Rajorshi Chakraborti

© Divya Adusumilli 2013

© Divya Adusumilli 2013

… I asked to be dropped off at one of the bus stops at which the city-to-airport coach picked people up; it would save everyone the hassle of making their way back from the airport during what would be the evening rush hour. I have plenty of time, I argued, six whole hours, so the speed of the coach would be fine for me, and this way everyone else gets the afternoon to themselves. When they realised I was serious, my folks agreed quite easily to my proposal (and right they were to), because it was on the whole a saving of at least three hours for them, and several more if they were thinking they’d have to wait, for the sake of form, until my flight departed.

Six hours, I had six whole hours, and even factoring in the usual hold-ups due to traffic, the coach couldn’t take longer than two. So I decided not to take the one that was due to arrive in five minutes, but to give myself an extra hour to wander around this bit of town. After all, this was my home city and I didn’t know when I’d be back, so I was going to seize my final chance to look around and soak it in. The weight of my suitcase was just about manageable, and there was a bus to the airport every half-hour.

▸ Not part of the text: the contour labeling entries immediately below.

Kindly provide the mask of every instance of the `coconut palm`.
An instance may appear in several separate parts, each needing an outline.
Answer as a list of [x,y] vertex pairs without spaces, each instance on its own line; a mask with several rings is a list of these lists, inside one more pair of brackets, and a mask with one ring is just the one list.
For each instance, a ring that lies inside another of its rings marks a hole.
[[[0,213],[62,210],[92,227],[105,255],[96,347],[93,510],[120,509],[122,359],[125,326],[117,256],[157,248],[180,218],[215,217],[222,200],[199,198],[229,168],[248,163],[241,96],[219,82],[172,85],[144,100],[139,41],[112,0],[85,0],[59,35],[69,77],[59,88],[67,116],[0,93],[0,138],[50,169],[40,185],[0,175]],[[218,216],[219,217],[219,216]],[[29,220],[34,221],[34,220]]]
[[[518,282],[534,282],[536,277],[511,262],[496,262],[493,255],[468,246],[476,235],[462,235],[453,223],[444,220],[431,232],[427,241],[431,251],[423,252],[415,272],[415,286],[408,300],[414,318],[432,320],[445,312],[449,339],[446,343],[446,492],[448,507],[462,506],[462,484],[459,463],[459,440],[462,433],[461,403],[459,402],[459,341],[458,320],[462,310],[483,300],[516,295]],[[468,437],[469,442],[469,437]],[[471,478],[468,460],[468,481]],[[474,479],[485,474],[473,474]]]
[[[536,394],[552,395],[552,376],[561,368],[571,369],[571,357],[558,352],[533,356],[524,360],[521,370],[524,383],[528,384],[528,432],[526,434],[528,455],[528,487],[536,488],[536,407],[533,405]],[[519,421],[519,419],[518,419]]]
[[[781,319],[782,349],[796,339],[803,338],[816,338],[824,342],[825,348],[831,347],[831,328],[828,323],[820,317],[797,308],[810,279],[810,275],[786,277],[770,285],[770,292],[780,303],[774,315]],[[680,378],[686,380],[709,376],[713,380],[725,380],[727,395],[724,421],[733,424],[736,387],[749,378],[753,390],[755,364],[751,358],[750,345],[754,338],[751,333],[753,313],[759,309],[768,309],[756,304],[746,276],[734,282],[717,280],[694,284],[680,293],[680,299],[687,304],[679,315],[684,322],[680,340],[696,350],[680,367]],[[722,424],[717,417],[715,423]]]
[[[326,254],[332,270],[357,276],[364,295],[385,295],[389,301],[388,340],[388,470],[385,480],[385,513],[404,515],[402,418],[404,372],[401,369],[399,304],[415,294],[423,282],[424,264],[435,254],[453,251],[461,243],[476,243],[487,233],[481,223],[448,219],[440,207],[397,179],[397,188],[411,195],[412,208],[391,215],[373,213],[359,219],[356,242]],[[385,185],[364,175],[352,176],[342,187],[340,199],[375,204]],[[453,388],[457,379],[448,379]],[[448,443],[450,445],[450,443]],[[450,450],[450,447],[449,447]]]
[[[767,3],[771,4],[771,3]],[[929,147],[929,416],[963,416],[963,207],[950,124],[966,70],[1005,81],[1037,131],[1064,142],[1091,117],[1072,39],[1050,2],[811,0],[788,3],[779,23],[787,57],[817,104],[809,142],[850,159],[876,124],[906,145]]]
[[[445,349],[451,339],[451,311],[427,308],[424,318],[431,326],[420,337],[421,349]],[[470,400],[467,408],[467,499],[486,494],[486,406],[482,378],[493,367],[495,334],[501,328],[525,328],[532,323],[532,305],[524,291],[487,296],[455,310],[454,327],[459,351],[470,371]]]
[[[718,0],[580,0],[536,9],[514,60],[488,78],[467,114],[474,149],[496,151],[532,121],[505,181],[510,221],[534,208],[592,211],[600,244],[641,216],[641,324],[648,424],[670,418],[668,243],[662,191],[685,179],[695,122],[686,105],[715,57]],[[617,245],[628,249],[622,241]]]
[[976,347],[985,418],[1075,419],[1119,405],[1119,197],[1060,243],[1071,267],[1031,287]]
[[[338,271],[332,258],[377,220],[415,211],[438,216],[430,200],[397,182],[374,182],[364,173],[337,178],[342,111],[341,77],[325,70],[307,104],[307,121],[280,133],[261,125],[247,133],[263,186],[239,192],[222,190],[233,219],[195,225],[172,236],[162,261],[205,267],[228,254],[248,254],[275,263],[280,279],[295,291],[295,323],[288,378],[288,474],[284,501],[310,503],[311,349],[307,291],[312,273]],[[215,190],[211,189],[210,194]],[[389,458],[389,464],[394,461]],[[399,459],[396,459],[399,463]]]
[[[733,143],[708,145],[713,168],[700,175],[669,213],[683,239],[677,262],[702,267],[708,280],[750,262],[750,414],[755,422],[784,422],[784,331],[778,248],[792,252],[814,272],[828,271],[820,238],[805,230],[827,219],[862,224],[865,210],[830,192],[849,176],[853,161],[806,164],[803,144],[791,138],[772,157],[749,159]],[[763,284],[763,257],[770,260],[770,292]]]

Within a couple of minutes of walking, I knew which way I should head. It was too inviting to ignore – our first family home was about ten minutes away (ten minutes with me pulling my suitcase). And today of all days, when I was leaving my birthplace to start a new life, it seemed right that I should return to say goodbye to the house where it all began, where I’d spent the first seven, extremely happy years of my life.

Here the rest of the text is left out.